Ed Balls back on the dole Machina22 • 4 hours ago
I just can’t understand the logic. At most, Theresa might get a couple of hundred LibDem leaning voters from it, at the expense of alienating tens to hundreds of thousands of her core supporters, pushing some over to UKIP.

I also know plenty of Labour voters who are just as disgusted at the wasteful 0.7% foreign aid pledge as us. Even if you are just to trim it by £2bn to £3bn just think of the benefit it could do to health / education / social services in the UK or tax cuts.

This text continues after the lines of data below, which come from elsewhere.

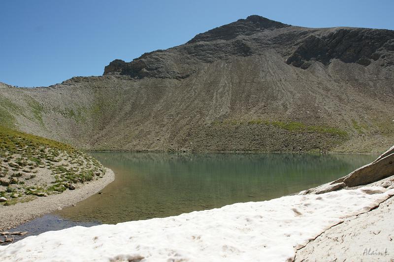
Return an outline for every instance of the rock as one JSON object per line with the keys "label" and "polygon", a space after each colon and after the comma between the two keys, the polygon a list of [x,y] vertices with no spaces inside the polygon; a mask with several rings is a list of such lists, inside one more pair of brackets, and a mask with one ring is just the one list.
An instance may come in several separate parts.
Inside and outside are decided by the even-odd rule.
{"label": "rock", "polygon": [[35,194],[37,197],[47,197],[48,194],[45,192],[39,192]]}
{"label": "rock", "polygon": [[1,177],[0,178],[0,185],[7,186],[9,185],[10,183],[11,180],[8,178],[6,178],[5,177]]}
{"label": "rock", "polygon": [[305,191],[302,191],[299,194],[299,195],[306,195],[309,194],[324,194],[331,191],[334,191],[338,189],[343,188],[346,186],[346,185],[343,182],[339,183],[327,183],[324,184],[317,187],[308,189]]}
{"label": "rock", "polygon": [[[394,146],[376,160],[358,168],[348,175],[330,183],[299,192],[298,195],[323,194],[345,187],[364,185],[394,175]],[[390,180],[383,181],[379,186],[388,187]]]}
{"label": "rock", "polygon": [[11,232],[10,234],[14,234],[17,235],[25,235],[27,233],[28,233],[27,231],[25,231],[24,232],[21,232],[20,231],[16,231],[15,232]]}
{"label": "rock", "polygon": [[393,151],[394,148],[392,147],[371,163],[356,169],[346,176],[343,182],[351,187],[366,185],[394,175]]}

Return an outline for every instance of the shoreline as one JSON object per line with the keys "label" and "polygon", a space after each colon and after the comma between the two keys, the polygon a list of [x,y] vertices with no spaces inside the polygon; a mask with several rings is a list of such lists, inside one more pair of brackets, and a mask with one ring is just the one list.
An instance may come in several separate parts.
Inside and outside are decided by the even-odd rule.
{"label": "shoreline", "polygon": [[105,168],[102,178],[83,184],[74,190],[48,197],[38,197],[28,202],[0,207],[0,231],[15,227],[56,210],[75,204],[104,188],[115,179],[115,173]]}

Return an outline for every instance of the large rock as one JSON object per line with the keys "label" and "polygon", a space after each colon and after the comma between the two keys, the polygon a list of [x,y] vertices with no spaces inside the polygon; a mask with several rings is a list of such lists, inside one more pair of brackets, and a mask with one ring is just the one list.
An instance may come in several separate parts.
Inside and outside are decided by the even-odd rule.
{"label": "large rock", "polygon": [[[330,183],[300,192],[299,195],[323,194],[346,187],[370,184],[394,175],[394,146],[376,160]],[[389,182],[388,182],[389,183]],[[386,183],[388,186],[390,185]]]}

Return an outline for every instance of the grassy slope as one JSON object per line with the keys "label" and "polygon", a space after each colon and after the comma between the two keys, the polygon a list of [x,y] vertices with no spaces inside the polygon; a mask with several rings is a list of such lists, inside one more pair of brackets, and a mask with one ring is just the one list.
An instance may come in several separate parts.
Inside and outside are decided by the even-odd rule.
{"label": "grassy slope", "polygon": [[8,204],[60,193],[103,172],[97,160],[70,146],[0,126],[0,196]]}

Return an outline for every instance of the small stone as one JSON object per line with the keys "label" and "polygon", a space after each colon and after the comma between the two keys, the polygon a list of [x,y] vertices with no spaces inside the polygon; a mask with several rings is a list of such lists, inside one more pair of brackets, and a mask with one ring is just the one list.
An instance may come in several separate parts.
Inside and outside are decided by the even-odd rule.
{"label": "small stone", "polygon": [[20,231],[17,231],[16,232],[11,232],[11,234],[15,234],[17,235],[25,235],[28,233],[27,231],[25,231],[24,232],[21,232]]}
{"label": "small stone", "polygon": [[38,197],[47,197],[48,194],[45,192],[39,192],[35,194]]}

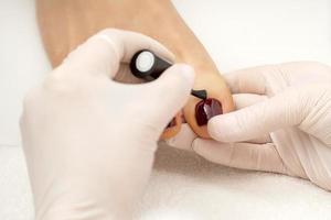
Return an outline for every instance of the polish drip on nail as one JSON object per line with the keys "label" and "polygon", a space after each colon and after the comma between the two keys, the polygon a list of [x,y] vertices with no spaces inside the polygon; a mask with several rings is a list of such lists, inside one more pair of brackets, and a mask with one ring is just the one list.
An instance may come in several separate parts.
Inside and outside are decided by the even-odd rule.
{"label": "polish drip on nail", "polygon": [[195,106],[195,119],[200,127],[207,124],[211,118],[222,113],[222,103],[216,99],[201,100]]}

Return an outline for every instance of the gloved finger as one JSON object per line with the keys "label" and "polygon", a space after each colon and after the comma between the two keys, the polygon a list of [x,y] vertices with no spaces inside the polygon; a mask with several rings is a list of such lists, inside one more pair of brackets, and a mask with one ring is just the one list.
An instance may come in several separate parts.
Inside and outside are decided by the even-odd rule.
{"label": "gloved finger", "polygon": [[286,173],[286,168],[274,144],[220,143],[196,139],[193,151],[204,158],[225,166]]}
{"label": "gloved finger", "polygon": [[[256,95],[256,94],[235,94],[235,95],[233,95],[233,99],[234,99],[236,109],[243,109],[243,108],[253,106],[255,103],[265,101],[268,99],[268,97],[261,96],[261,95]],[[263,143],[271,143],[273,141],[271,141],[269,133],[265,133],[255,139],[247,140],[247,142],[263,144]]]}
{"label": "gloved finger", "polygon": [[145,84],[141,100],[148,100],[145,107],[149,121],[163,129],[189,99],[194,82],[194,69],[184,64],[168,68],[157,80]]}
{"label": "gloved finger", "polygon": [[266,94],[264,73],[273,66],[260,66],[235,70],[223,75],[232,94]]}
{"label": "gloved finger", "polygon": [[217,116],[209,121],[211,136],[221,142],[242,142],[281,128],[300,125],[318,110],[316,98],[323,97],[319,85],[289,88],[266,101]]}
{"label": "gloved finger", "polygon": [[121,62],[129,62],[140,50],[150,50],[172,61],[174,55],[157,41],[140,33],[116,29],[104,30],[74,50],[63,65],[79,74],[102,74],[115,77]]}
{"label": "gloved finger", "polygon": [[233,100],[236,109],[243,109],[255,103],[267,100],[267,96],[257,95],[257,94],[234,94]]}
{"label": "gloved finger", "polygon": [[183,123],[180,132],[172,139],[166,140],[166,143],[175,148],[192,151],[192,144],[196,138],[191,127],[188,123]]}

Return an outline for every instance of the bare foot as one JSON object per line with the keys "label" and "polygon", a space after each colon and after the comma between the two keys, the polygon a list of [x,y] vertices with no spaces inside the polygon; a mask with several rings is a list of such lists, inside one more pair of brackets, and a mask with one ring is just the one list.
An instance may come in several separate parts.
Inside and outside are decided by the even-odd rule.
{"label": "bare foot", "polygon": [[[231,92],[215,64],[170,0],[36,0],[36,7],[44,46],[54,67],[103,29],[136,31],[170,48],[177,62],[194,66],[194,89],[206,89],[209,98],[220,101],[223,113],[234,110]],[[197,135],[210,138],[206,125],[196,122],[199,101],[190,98],[183,110],[184,118]],[[173,134],[178,130],[174,128]],[[166,136],[171,135],[168,130]]]}

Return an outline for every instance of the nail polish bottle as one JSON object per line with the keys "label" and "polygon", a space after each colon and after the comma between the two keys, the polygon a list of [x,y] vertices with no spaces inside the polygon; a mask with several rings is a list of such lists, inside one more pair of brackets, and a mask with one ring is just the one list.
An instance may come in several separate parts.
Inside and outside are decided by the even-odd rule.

Trade not aid should be the way forward with developing countries.

realarthurdent • 3 hours ago
“Tory message: We will maintain the 0.7% foreign aid commitment.”

When he is old enough I’ll tell my 2 year old son that the May government decided to borrow nearly 1% of our country’s GDP to give away to countries which are sufficiently wealthy - or corrupt - to have space programmes and nuclear weapns, and that he and his generation will be paying back the interest on that borrowing for most of his life (since the chances of our national debt being cleared in my, or his, lifetime, is vanishingly small).

I will also tell him that I voted against this policy in every election, and was a member of, funded, and canvassed for, a party which opposed this madness.

Rather surprised that no one has talked in terms of the purpose of foreign aid as palm-greasing for arms sales and construction contracts ... a reptile fund for Tory Party donors trading overseas, basically, and a laundering process for moving taxation moneys into Tory Party coffers.  Whatever else gets the chop, that has to be sacrosanct!